The Body Love Series: Moments of Gratefulness
“Little” moments of gratefulness or gratefuls as I like to call them, pop up in my day often. It’s amazing how many tasks and everyday occurrences bring a smile to my face now. I often go about my day walking around with a mischievous, goofy grin on my face. It tends to illicit intrigued looks from strangers. Their amusement further amuses me.

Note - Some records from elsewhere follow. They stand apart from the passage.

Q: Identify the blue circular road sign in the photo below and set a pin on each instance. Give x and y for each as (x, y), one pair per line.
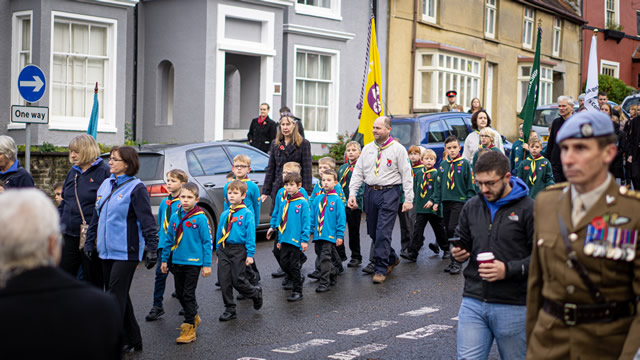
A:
(32, 83)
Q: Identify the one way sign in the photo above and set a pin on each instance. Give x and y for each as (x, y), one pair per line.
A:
(31, 83)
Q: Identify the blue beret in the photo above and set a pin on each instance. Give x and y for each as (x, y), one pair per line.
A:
(584, 125)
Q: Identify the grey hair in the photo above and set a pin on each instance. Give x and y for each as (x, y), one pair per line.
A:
(28, 220)
(8, 147)
(569, 100)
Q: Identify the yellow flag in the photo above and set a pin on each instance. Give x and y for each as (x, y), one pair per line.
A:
(372, 105)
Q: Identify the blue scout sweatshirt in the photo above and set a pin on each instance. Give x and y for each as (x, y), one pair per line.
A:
(124, 227)
(173, 204)
(243, 230)
(196, 247)
(88, 183)
(298, 225)
(335, 218)
(252, 200)
(16, 177)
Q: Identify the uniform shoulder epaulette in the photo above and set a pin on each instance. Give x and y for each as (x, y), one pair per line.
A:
(559, 186)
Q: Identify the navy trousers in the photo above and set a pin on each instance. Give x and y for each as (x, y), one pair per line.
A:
(382, 209)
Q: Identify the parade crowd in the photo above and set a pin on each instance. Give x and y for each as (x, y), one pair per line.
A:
(549, 236)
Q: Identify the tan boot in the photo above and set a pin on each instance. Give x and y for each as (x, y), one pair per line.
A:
(187, 334)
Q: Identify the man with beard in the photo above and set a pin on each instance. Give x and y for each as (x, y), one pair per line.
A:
(496, 232)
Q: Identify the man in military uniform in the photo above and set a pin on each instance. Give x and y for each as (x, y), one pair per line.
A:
(451, 96)
(584, 277)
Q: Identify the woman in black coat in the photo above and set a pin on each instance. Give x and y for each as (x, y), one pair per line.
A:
(85, 177)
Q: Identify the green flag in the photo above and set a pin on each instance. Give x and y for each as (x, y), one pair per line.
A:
(529, 108)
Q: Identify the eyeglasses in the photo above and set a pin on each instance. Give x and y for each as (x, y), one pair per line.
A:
(489, 183)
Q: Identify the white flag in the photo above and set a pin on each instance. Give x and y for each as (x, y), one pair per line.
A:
(591, 93)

These “gratefuls” fill my cup when moments of frustration occur because my brain and body still aren’t properly connecting due to Gluten Ataxia and Hashimoto’s. For instance, I just took a gentle stretch class for the first time today and it is low stress and very simple, yet I couldn’t do several of the most basic moves. There are many instances in which my brain tries to tell a body part to do something…and the messaging doesn’t make it to that part. Today I stared at my hands and willed them to move a certain way and they wouldn’t. It is shocking to me when this occurs because as many times as it happens, it is surprising especially because the movement seems so simple. I used to get really frustrated but I take a step back now and think differently. Today, I was thrilled to be able bodied enough to even be in this class and was grateful for all the messaging that was getting through. The “can do” basket is more full now than the “can’t do” one. That really works for me.
Here are some of my gratefuls this week for what my body allows me to do…
- Clearing snow off my car – I used to moan about this…then it became next to impossible to do…and I found myself longing for the days when I had the opportunity to do it. It would be the most exhausting chore and I couldn’t even lift my arms to get a brush onto the roof. Actually just walking to my car in the snow was exhausting! I would sleep all day, or several days to recover from this simple task. Last year when I had more energy, I cleared off my car…and then almost every car in the parking lot! Although we haven’t had much snow this year, I have been clearing my car with a huge grin on my face yet again. Something everyone dreads and I can’t get enough of it!
- Being able to carry my groceries – It’s such a simple task most of us do every week but it’s taken a long time to get feeling and dexterity back into my hands and then the strength to carry items with them. I can pile more items in each bag because I can get them from my grocery cart to my car without almost passing out. Hell, I even carry groceries down the street again! BOOM!
- Geting lids off jars – I stopped buying certain foods because I didn’t have the strength to open them. (Nope,not even with that knife trick) Nothing like getting exhausted trying to make dinner. Gimme your jars – these hands are made of steel! (Insert happy jazz hands here)
- Walking down the street to do an errand – For a very long time I would have to stop to rest – sometimes 1-2 hours – on people’s lawns – before being able to walk a few minutes home. I became the rotating neighbourhood lawn ornament! I thank every part of my body daily for allowing me to move, go to the store, mail a letter. These tasks are all luxuries.
- Scooping up my nieces in huge hugs – They are growing like crazy but are still at the age where I can scoop them up into big bear hugs. Or have them dance on my feet. And I have the strength to do that again and it means everything.
So, if you are not happy with a particular body part, speak ill of it, curse it….think of all the actions it allows you to do. List off 5 regular, everyday tasks it allows you to do. And then I bet you can easily add many more. Doesn’t matter if it’s a little or a lot gushy, flabby, scarred, marked by time, bony, insert any other word here…. Thank your body and appreciate it. See it. Love it. It’s really quite amazing and gives you gratefuls every day.